На основании всех данных, приведенных выше, а также ряда других, не менее интересных соображений, которые мы не имеем возможности привести здесь, Т. Б. Поздняева делает вывод, что "роман Мастера" - не что иное как представление, разыгранное самим Воландом, вдохновлявшим Мастера, "темная мистерия", в основных своих частях являющаяся зеркальным отражением, "перевертышем" христианской пассийной мистерии. Естественно, что Воланд знает все, что происходило в Ершалаиме при Пилате, поскольку он и был главным действующим лицом этой темной мистерии, а Афраний, Иуда, Каифа и прочие "демонические" персонажи - всего лишь его "реплики" (по выражению Б. М. Гаспарова). Но при этом Воланд претендует на истинность именно своей версии, противопоставляя ее евангельской, и тем самым подразумевает, что его герой - все-таки Иисус ("И опять крайне удивились и редактор и поэт, а профессор поманил их обоих к себе, и когда они наклонились к нему, прошептал: "Имейте в виду, что Иисус существовал" " - гл. 1, с. 19). Мимикрируя под Христа, Сатана в действительности представляет Антихриста [45].

Такая трактовка может показаться спорной, тем более, что мы не привели всю систему доказательств Т. Б. Поздняевой, систему, построенную на тексте всего романа, а не только "ершалаимских сцен". Однако такая спорность вполне естественна и связана со спецификой "романа-мифа", (как определил жанр "Мастера и Маргариты" в целом Б. М. Гаспаров) [46]. Но и при том, что для мифа характерен отказ от четкости, исчерпанности, однозначности образа, к Иешуа приложимо определение "обезьяны Христа", фальшивого двойника [47], выступающего в данном случае в качестве лжепророка, имитирующего чудеса Христа (исцеление Пилата), претендующего, однако, через узнаваемое сходство имени и жизненной ситуации (осуждение и казнь) и на сходство сущностное. Даже если, несмотря на выраженный эсхатологизм булгаковского романа [48], определение Иешуа как Антихриста покажется чересчур смелым - прежде всего потому, что в мотивной структуре ММ он соотносится с самим Мастером [49], все равно в этом случае можно обозначить его как недо-Христа (до Христа даже по силе художественного воздействия, не говоря уже о прочем, образ Иешуа "не дотягивает") - персонажа, который через это "недо" приобретает ощутимый привкус "чуждости", поддерживаемый "зеркальностью" смыслового наполнения структурных элементов пассийного канона, представленного в "романе Мастера".

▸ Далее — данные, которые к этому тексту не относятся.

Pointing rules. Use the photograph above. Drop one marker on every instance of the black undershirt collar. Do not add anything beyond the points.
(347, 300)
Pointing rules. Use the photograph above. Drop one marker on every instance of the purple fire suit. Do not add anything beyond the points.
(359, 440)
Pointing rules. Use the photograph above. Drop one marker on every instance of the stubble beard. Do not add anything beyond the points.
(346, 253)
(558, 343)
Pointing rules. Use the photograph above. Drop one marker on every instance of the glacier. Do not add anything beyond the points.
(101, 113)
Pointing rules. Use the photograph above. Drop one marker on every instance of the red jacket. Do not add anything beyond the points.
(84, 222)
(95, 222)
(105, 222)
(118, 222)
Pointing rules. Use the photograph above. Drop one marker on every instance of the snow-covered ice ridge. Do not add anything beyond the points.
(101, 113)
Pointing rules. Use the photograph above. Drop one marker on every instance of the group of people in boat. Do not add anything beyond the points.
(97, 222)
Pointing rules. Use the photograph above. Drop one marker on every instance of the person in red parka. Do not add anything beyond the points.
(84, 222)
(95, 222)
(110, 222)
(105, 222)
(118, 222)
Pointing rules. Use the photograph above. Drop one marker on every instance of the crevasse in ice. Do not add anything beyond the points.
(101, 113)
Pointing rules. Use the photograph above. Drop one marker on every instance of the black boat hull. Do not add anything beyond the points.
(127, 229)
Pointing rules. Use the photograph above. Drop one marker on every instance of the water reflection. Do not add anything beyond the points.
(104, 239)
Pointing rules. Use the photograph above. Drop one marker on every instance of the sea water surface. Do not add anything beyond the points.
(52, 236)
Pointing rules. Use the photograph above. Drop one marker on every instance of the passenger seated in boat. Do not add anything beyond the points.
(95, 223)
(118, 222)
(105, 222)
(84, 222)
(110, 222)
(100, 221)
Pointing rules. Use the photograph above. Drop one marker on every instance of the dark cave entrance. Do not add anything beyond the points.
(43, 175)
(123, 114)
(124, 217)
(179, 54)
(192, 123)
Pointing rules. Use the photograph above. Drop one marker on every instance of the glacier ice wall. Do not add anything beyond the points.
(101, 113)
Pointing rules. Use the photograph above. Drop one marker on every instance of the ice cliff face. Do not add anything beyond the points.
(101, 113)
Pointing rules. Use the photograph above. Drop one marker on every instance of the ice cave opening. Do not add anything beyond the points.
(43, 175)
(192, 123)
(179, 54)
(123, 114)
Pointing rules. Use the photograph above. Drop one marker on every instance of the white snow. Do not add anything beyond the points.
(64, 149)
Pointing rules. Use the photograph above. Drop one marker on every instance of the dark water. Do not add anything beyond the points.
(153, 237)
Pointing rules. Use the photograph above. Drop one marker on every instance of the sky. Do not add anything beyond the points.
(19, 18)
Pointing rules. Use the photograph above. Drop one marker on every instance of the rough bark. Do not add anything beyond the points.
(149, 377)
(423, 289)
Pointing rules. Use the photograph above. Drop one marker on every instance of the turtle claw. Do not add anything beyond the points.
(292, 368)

Предварительные выводы, которые можно сделать на основании нашего исследования, таковы. Для создания литературно-апокрифического образа Христа русская культура на разных этапах своего развития предпочитала обращение к одной и той же категории "чужого": "чужой" жанр с первоначально "чужой" же языковой материализацией (СХ), либо жанр-"перевертыш" (ММ), а также сам образ, который или должен был пройти путь вторичной сакрализации (СХ), или сконцентрировать в себе высшую степень "чуждости", вплоть до возможности восприятия его как образа Антихриста. Иными словами, настоящий Христос - всегда сакрализован; внесакральный Христос - всегда хоть немного "не совсем" Христос и поэтому имеет хотя бы небольшой отпечаток "чуждости". Ценностно нейтрального Христа быть не может.

Естественно, выдвинутая гипотеза нуждается в дальнейшей тщательной проверке фактами. И все же есть основания полагать, что рассмотренные нами явления подпадают под некий общий закон функционирования национальной культуры, обозначенный Ю. М. Лотманом и Б. А.Успенским как отсутствие или очень незначительное присутствие в русской культуре "нейтральной аксиологической зоны" [50].